Autora: Carmen Cascón Matas
Publicado: Béjar en Madrid, 4.812 (02/11/2018), p. 4
¿Qué
había peor que acabar con los huesos en la cárcel por dedicarse a robar en los caminos
públicos? La justicia de la Edad Moderna tenía la potestad de imponer la pena
de galeras a los amigos de lo ajeno y no era extraño ser condenado en estos
casos a cumplir, como mínimo un año o diez a lo sumo, atados a un remo, bogando
en los galeones de Su Majestad, desterrados y lejos de la familia. Mejor seguir
vivo y entero que sin una mano o una oreja, sin ver la luz del sol en una cárcel
húmeda y oscura, o azotado con riesgo de morir.
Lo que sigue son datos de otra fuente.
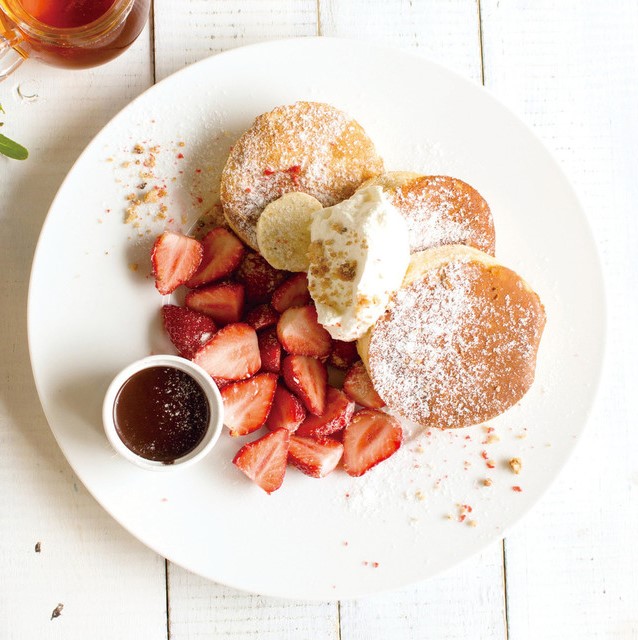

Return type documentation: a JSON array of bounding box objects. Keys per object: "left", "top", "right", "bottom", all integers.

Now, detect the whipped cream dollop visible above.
[{"left": 308, "top": 186, "right": 410, "bottom": 341}]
Si lo miramos desde un prisma
positivo era una buena forma de ver mundo para aquellos hombres fuertes y con
suerte; desde el negativismo, una esclavitud para los sancionados de por vida o
para los endebles y desafortunados. Muchos morían por las fiebres, el agotamiento
extremo o el hundimiento del barco. Algunos se agarraban con fuerza a la vida pero
eran hechos prisioneros o trocaban su barco por otro u otros de distinta
bandera, por ejemplo en los galeones de los piratas berberiscos, que azotaban
con sus saqueos el Mediterráneo. Los menos sobrevivían y volvían a sus casas,
con un sentimiento de desarraigo que acababa en locura, mendicidad o regreso al
delito.
Conocido es el episodio XXII de la primera parte de El Ingenioso Hidalgo don Quijote de la
Mancha, en el que don Quijote libera a una cuerda de galeotes, es decir, a
unos presos que eran conducidos con grilletes hasta el puerto más próximo, en
contra de la voluntad de Sancho. Por semejante afrenta a la justicia su
protagonista muy bien hubiera podido encontrar la muerte en la horca, final que
no quiso aplicarle don Miguel de Cervantes para deleite del lector, que
disfruta así de capítulos y aventuras sin cuento.